This book sets out to show that Islam's relationship with Christianity and Judaism has not always been one of conflict and intolerance, but frequently of mutual intercourse - even at times when their armies were fighting each other. The wars between them, even when religion was invoked, could often be characterized as territorial rather than as religious, and when Harun al-Rashid was fighting Christian Byzantium, he was quite happy to have the Christian Charlemagne as an ally; and Muslims slaughtered fellow-Muslims at least as often as they warred against Christians. Religious passions undoubtedly played a part in the Crusades, but even then the Shi'ite Fatimids at times supported the Christians against the Seljuk Sunnis. The 126 years between the beginning of the First Crusade in 1096 and the end of the last one in 1272 saw only 25 years of actual fighting - and Karabell paints a perhaps excessively rosy picture of the rest of the time, when Muslims and Christians coexisted more or less peacefully in the Middle East and traded with each other, when the Franks began to acculturate, and the Muslims to accommodate themselves to their Christian rulers. Saladin was inspired by genuine religious zeal, but his capture of Jerusalem was not accompanied with a slaughter such as the Crusaders had perpetrated in 1199, and Christian pilgrimage to the city would be permitted when the crusaders sailed home. That Third Crusade, at least on Saladin's side, was still a gentlemanly affair, and has been remembered as such even in the lore of the West.
There is an account of the interest in non-Islamic scholarship during the classical age of Islam (8th to 11th century) and during the Golden Age in Arabic Spain of about the same time, reciprocated (for all too brief a period) in early Reconquista Spain where Alfonso the Wise in the 13th century continued the Muslim tradition of convivencia. (One thread running through the book is the interest that many people in the West have shown in Islam and its culture.)
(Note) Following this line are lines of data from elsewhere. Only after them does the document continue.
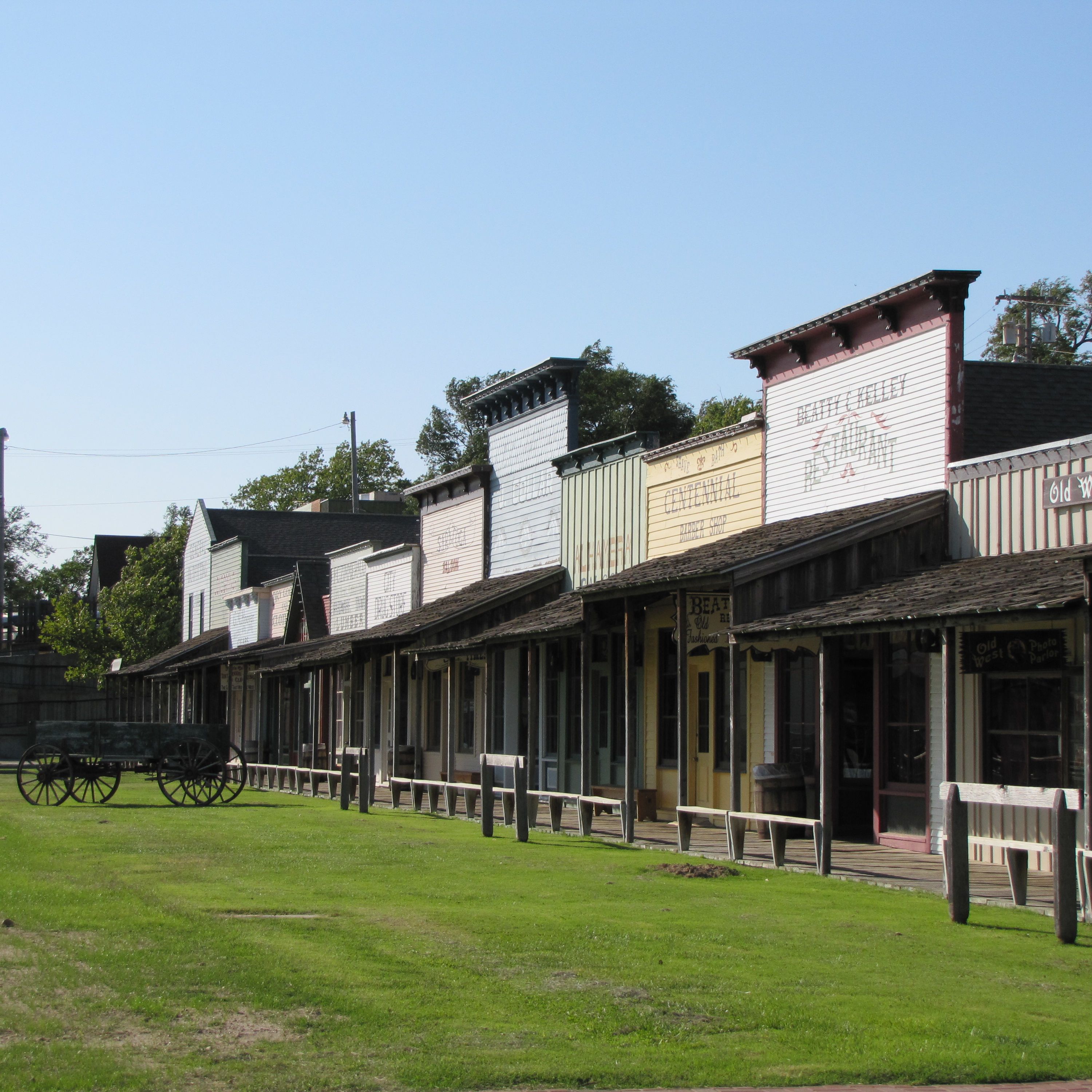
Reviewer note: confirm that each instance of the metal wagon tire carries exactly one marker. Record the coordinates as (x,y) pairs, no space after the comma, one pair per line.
(191,771)
(45,776)
(233,789)
(95,781)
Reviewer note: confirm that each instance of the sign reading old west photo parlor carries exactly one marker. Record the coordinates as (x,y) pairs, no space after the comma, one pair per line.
(1014,651)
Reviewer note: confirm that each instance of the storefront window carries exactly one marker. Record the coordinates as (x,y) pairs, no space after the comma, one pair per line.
(800,700)
(1033,730)
(668,729)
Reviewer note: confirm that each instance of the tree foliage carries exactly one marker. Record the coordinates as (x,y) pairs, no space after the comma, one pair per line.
(25,549)
(722,412)
(1073,319)
(615,400)
(139,616)
(456,436)
(315,478)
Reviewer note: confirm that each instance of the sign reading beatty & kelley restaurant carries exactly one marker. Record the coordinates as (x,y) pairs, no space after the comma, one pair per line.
(863,430)
(1066,491)
(708,618)
(1014,650)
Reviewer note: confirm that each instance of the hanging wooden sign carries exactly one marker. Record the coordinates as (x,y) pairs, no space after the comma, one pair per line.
(708,618)
(1014,650)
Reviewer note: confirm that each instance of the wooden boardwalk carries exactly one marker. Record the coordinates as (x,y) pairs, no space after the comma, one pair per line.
(879,865)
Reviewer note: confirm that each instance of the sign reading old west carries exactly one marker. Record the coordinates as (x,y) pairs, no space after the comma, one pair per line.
(1014,650)
(1068,490)
(708,618)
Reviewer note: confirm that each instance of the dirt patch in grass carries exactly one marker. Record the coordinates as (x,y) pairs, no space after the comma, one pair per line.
(697,872)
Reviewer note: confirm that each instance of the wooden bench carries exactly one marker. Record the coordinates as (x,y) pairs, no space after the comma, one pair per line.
(1064,805)
(735,825)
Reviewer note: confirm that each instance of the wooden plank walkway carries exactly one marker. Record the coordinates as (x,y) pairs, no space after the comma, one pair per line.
(879,865)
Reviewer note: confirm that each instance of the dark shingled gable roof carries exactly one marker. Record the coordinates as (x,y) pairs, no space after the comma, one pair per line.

Karabell underlines that for hundreds of years the Muslims made no attempts to impose Islam on the peoples they conquered, and respected their religious authorities; that in that respect they were far more tolerant than Christian societies, and that this was in fact one of the reasons why, during their early expansion, there was so little resistance by Monophysites in Syria, Copts in Egypt, Nestorians in Persia and Jews everywhere, who had been more persecuted by their previous Christian rulers than they ever were by the Muslims. Especially at times when the Muslim governments in Baghdad, Córdoba or Constantinople felt secure, they were open to debates with or influences from non-Muslims: the occasional persecution of non-Mulims usually coincided with periods when their governments became weak.
This weakness was in part due to the long-term effects of the repudiation of classical Islam's openness to the ideas of non-Islamic peoples by al-Ghazali and his followers. As these clamped their orthodoxy on Islam from the late 12th century onwards, they stifled the freedom of thought that had been the glory of al-Rashid's time; and this contributed from about the 18th century onwards to the Islamic world not being able to resist Western inroads, especially towards the end of the 19th century. The first response among Islamic intellectuals like al-Afghani and Abduh was to return to the willingness for Islam to learn from what the non-Islamic world could teach; but as this did not manage to arrest the incursions of the west, in the end it developed among militants into an Islam that was more intolerant and resentful of the West (represented by Christians and Jews) than Islam had ever been before.
It did not help that nationalist revolts against the Ottomans invoked religious as well as ethnic differences; and this in turn created nationalisms in the Islamic world (which, incidentally, would also turn Islamic Arabs against Islamic Turks). The most tragic victims - because they were the only group over whom the Turks were victorious - of a new Islamic intolerance were the Christian Armenians, though even here it was their nationalism rather than their religion which was the trigger. The Versailles Settlement, with much of the Islamic world ruled directly by the West, was a further humiliation, and the Balfour Declaration the worst of them all.
Soon after the end of the Second World War, most of the Muslim states achieved their national independence, as did Israel. The new Muslim governments were basically secular (as was Arafat's PLO). It was the failure of these secularists to destroy Israel in four wars that seemed to leave militant Islam as the only hope of success, both against Israel and against the continuing influence of the West over these secular governments: militant Islam and nationalism increasingly became one and the same thing.
But even today Karabell sees signs of hope: a moderate and tolerant Islam is seen in Jordan, Morocco, Turkey, and among the young in Iran.
Karabell's story is not as forgotten as the subtitle of the book suggests: almost all of his material can be found in the major respectable histories of Islam. But there is certainly a lot of maligning of Islamic history around, from politicians, journalists and the occasional academic; and this eloquent and sophisticated defence of an Islam that for most of its history was tolerant of other religions - much more so than Christianity was during those centuries - is welcome as a corrective to books such as Bat Ye'or's Dhimmitude (see my review) or Huntington's Clash of Civilizations. It has the advantage over these in that, despite its agenda, it is much less one-sided and does not shirk those episodes which run counter to its main theme.